Antes de se tornar dissidente, Baduel foi um dos mais próximos colaboradores de Hugo Chávez, que governou a Venezuela de 1999 a 2013, tendo sido seu ministro da Defesa.

A ruptura ocorreu em 2007, quando Baduel entregou o cargo de ministro por discordar de um projeto de reforma constitucional que pretendia aumentar os poderes presidenciais e decretar a Venezuela como Estado socialista.

Chávez acabou derrotado em plebiscito naquela ocasião, mas conseguiu aprovar a reeleição ilimitada nas urnas dois anos depois.

Omar Mora Tosta, advogado de Baduel, qualificou o traslado de sequestro.

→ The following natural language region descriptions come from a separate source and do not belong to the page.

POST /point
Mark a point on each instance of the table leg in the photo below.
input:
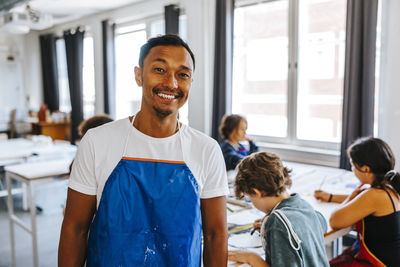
(337, 247)
(24, 197)
(10, 206)
(33, 224)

Segundo ele, o general foi levado à força e encapuzado.

"Responsabilizamos o regime e seus asseclas por tudo o que aconteça a meu pai", escreveu em uma rede social Adolfo Baduel, filho do militar.

Baduel foi preso em 2009, sob a acusação de ter desviado milhões de dólares do orçamento militar. No ano seguinte, a Justiça o condenou a oito anos de prisão.

Ele deixou a prisão de Ramo Verde em agosto de 2015, em liberdade condicional, mas em janeiro deste ano foi novamente encarcerado por supostamente ter deixado de cumprir as condições da condicional.